By the outbreak of the American Civil War, the population of Baton Rouge was nearly 5,500. The war nearly halted economic progress, except for businesses associated with supplying the Union Army occupation of the city, which began in the spring of 1862 and lasted for the duration of the war. The Confederates at first consolidated their forces elsewhere, during which time the state government moved to Opelousas and later Shreveport. In the summer of 1862, about 2,600 Confederate troops under generals John C. Breckinridge and Daniel Ruggles attempted to recapture Baton Rouge.
After the war, New Orleans temporarily served as the seat of the Reconstruction era state government. When the Bourbon Democrats regained power in 1882, after considerable intimidation and voter suppression of black Republicans, they returned the state government to Baton Rouge, where it has since remained. In his 1893 guidebook, Karl Baedeker described Baton Rouge as "the Capital of Louisiana, a quaint old place with 10,378 inhabitants, on a bluff above the Mississippi".
In the 1950s and 1960s, the petrochemical industry boomed in Baton Rouge, stimulating the city's expansion beyond its original center. The changing market in the oil business has produced fluctuations in the industry, affecting employment in the city and area.
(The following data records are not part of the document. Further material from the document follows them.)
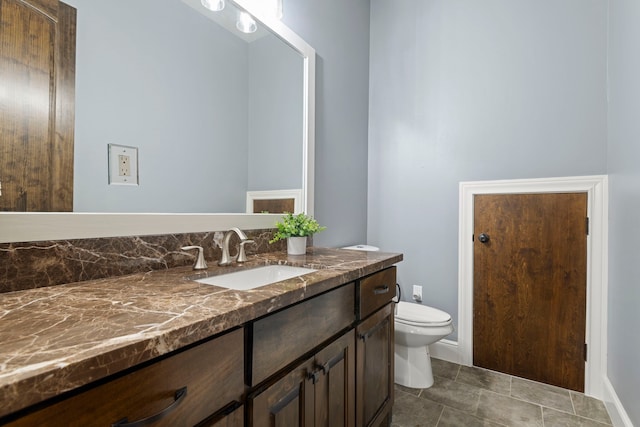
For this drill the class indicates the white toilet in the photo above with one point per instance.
(417, 326)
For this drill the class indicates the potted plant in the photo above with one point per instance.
(296, 228)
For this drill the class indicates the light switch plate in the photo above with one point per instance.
(123, 165)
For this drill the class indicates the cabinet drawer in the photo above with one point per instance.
(212, 374)
(376, 290)
(281, 338)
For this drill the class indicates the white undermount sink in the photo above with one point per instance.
(254, 278)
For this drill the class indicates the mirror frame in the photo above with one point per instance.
(39, 226)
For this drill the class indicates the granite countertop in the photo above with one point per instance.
(58, 338)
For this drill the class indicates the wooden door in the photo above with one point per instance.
(530, 253)
(335, 379)
(375, 353)
(37, 68)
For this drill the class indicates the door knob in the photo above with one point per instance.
(484, 238)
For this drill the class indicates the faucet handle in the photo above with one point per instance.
(242, 256)
(200, 263)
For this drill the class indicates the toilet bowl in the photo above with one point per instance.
(417, 326)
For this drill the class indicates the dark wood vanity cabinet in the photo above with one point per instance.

In 1953, there was a bus boycott by black riders who were forbidden to occupy seats reserved for whites, leading eventually to some improvement of their rights.
On January 10, 1972, a shootout between members of the Nation of Islam and the police left two sheriff's deputies and two Black men dead. Thirty-one people were injured, including 14 police. Governor John McKeithen then ordered 700 Louisiana National Guard to patrol the city. Baton Rouge Mayor-President Woodrow Wilson "W. W." Dumas subsequently imposed an evening to early-morning curfew. On January 14, the curfew was lifted.
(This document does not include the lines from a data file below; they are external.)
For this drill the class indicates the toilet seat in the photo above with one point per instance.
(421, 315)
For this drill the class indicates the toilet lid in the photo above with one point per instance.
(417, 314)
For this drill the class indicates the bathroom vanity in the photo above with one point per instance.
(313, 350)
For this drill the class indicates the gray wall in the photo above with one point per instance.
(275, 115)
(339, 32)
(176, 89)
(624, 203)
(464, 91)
A building boom began in the city in the 1990s and continued into the 2000s, during which Baton Rouge became one of the fastest-growing cities in the Southern United States in terms of technology. Metropolitan Baton Rouge was ranked as one of the fastest-growing metropolitan areas in the U.S., with 602,894 in 2000 and 802,484 people as of the 2010 U.S. census. After the extensive damage in New Orleans and along the coast from Hurricane Katrina on August 29, 2005, the city took in as many as 200,000 displaced residents.
In 2010, Baton Rouge started a market push to become a test city for Google's new super high speed fiber optic line known as GeauxFiBR.
In July 2016, the Greater Baton Rouge metropolitan area was heavily affected by the shooting of Alton Sterling. His death led to multiple protests and the shooting of police officers. President Barack Obama also made remarks on the shooting of Alton Sterling. By February 2021, Sterling's family was given a $4.5 million settlement to settle a wrongful death lawsuit. In August 2016, the city and metropolitan area were severely flooded.
During the runoff for District 3 of the Louisiana Public Service Commission in December 2022, many Baton Rougeans helped elect Davante Lewis—the first openly LGBT politician to the state government.
On April 28, 2024, the Louisiana State Supreme Court gave the city of St. George the right to secede from Baton Rouge, in a 4–3 decision.